We turn our attention now to the scientific revolution. While \(8\) entered this enlightened time admired by bunny lovers and chocolate aficionados with a penchant for gathering in groups of five, it had not yet joined the ranks of the truly great numbers. But that was about to change, in large part due to its collaboration with two giants of the age: Isaac Newton and Leonhard Euler.
No one embodies the scientific revolution more than Sir Isaac Newton. Newton was born on Christmas Day in 1642, two months after his father died. He survived a premature birth and the plague, no small feat in mid 17th century England. Indeed, in 1665 Cambridge colleges closed their doors due to an outbreak of plague. Sent home, where he had no access to the internet, Newton experienced his anni mirabilis, 20 miraculous months of intense creativity during which he formulated the key ideas of all his major discoveries: gravitation, optics, and, central to our story today, the calculus.
In calculus one investigates change, typically of some process over smaller and smaller intervals.
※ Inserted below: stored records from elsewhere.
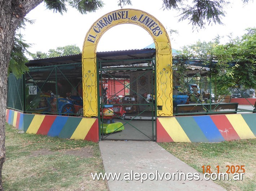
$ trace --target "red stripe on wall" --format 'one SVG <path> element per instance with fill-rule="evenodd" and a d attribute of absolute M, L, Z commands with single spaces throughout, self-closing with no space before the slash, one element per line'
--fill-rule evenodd
<path fill-rule="evenodd" d="M 15 127 L 17 129 L 19 129 L 19 118 L 21 117 L 21 113 L 19 112 L 17 112 L 17 119 L 16 120 L 16 124 Z"/>
<path fill-rule="evenodd" d="M 159 143 L 173 142 L 172 138 L 161 124 L 158 119 L 156 119 L 156 142 Z"/>
<path fill-rule="evenodd" d="M 225 140 L 230 141 L 240 139 L 237 133 L 225 115 L 210 116 Z"/>
<path fill-rule="evenodd" d="M 99 126 L 98 119 L 97 119 L 92 126 L 88 133 L 84 138 L 85 140 L 93 142 L 99 141 Z"/>
<path fill-rule="evenodd" d="M 7 109 L 7 112 L 6 113 L 6 122 L 8 123 L 8 120 L 9 119 L 9 114 L 10 113 L 10 110 L 9 109 Z"/>
<path fill-rule="evenodd" d="M 47 135 L 57 117 L 56 115 L 46 115 L 36 134 Z"/>

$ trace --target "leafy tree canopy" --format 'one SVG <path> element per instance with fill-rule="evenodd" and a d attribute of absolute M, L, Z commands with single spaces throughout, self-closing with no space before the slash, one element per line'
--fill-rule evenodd
<path fill-rule="evenodd" d="M 33 59 L 39 59 L 78 54 L 81 52 L 79 47 L 72 45 L 57 47 L 56 49 L 50 49 L 47 53 L 37 51 L 31 56 Z"/>
<path fill-rule="evenodd" d="M 212 42 L 198 41 L 183 47 L 175 58 L 199 59 L 206 64 L 217 61 L 211 68 L 211 75 L 220 91 L 237 88 L 238 85 L 255 88 L 256 28 L 246 31 L 241 37 L 230 37 L 229 42 L 225 45 L 220 43 L 219 36 Z"/>

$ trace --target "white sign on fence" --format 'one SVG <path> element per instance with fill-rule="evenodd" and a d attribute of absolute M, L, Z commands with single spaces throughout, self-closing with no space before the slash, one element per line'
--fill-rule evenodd
<path fill-rule="evenodd" d="M 37 94 L 36 85 L 28 86 L 28 95 L 36 95 Z"/>

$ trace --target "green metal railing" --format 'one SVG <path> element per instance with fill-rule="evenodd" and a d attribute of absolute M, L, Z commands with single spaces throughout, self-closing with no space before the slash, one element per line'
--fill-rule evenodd
<path fill-rule="evenodd" d="M 23 76 L 17 79 L 13 74 L 8 76 L 7 107 L 21 111 L 24 110 Z"/>

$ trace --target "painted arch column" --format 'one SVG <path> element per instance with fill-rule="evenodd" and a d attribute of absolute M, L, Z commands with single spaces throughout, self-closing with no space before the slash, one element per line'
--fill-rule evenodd
<path fill-rule="evenodd" d="M 106 14 L 95 22 L 87 33 L 82 54 L 84 115 L 98 116 L 96 51 L 102 35 L 110 28 L 123 24 L 139 26 L 151 35 L 155 45 L 158 116 L 172 116 L 172 52 L 166 30 L 155 18 L 137 9 L 121 9 Z M 168 67 L 171 66 L 171 67 Z"/>

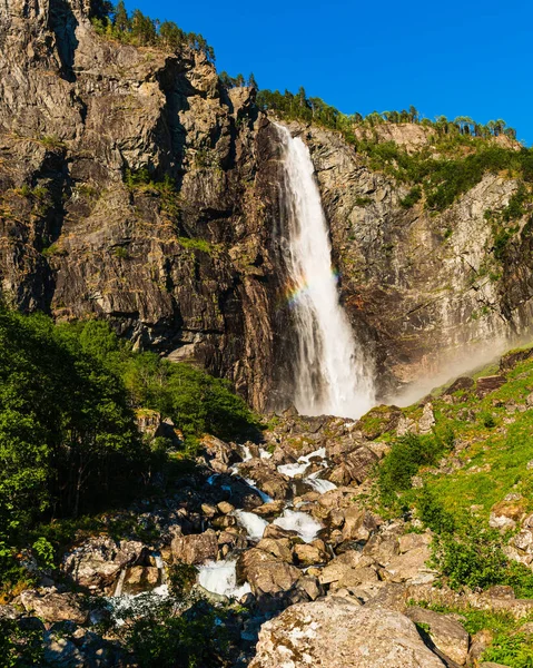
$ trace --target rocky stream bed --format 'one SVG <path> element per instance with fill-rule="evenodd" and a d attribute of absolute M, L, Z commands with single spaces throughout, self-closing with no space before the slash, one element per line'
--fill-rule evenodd
<path fill-rule="evenodd" d="M 405 429 L 394 410 L 391 421 Z M 368 475 L 388 445 L 361 423 L 290 412 L 276 422 L 260 445 L 206 436 L 179 492 L 136 509 L 150 540 L 75 541 L 61 578 L 41 577 L 0 616 L 42 628 L 51 665 L 138 665 L 113 628 L 168 598 L 168 572 L 185 563 L 197 568 L 195 605 L 216 611 L 234 601 L 234 666 L 427 668 L 480 665 L 490 639 L 417 601 L 533 611 L 510 588 L 458 595 L 435 586 L 431 532 L 365 508 Z M 427 404 L 409 429 L 431 422 Z"/>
As such, very small, nebulous positive quantities such as \(\Delta x\) and \(\Delta y\) came to steal the spotlight from many larger numbers such as three. How did \(8\) manage in this age of infinitesimals? By standing on the shoulders of many tiny numbers, as we shall see.
Newton was an astute observer of the natural world, although he occasionally sat beneath over-ripe apples with little regard for his personal safety. For instance, in his youth he put forth a serious effort to quantify his happiness. He even developed a unit of measure for happiness: the warmfuzzy. Newton ran controlled experiments involving bread puddings from which he established a relationship between the rate at which his happiness changed and the number of bread puddings he had consumed. Although the original notes have not survived to the present day, this very paragraph points to the following result of Newton's observations:
\begin{equation*} H^\prime = 6p(2-p), \end{equation*}where \(H^\prime\) represents the rate at which his happiness level is changing (in units of warmfuzzies per bread pudding), and \(p\) is the number of bread puddings consumed on a given day.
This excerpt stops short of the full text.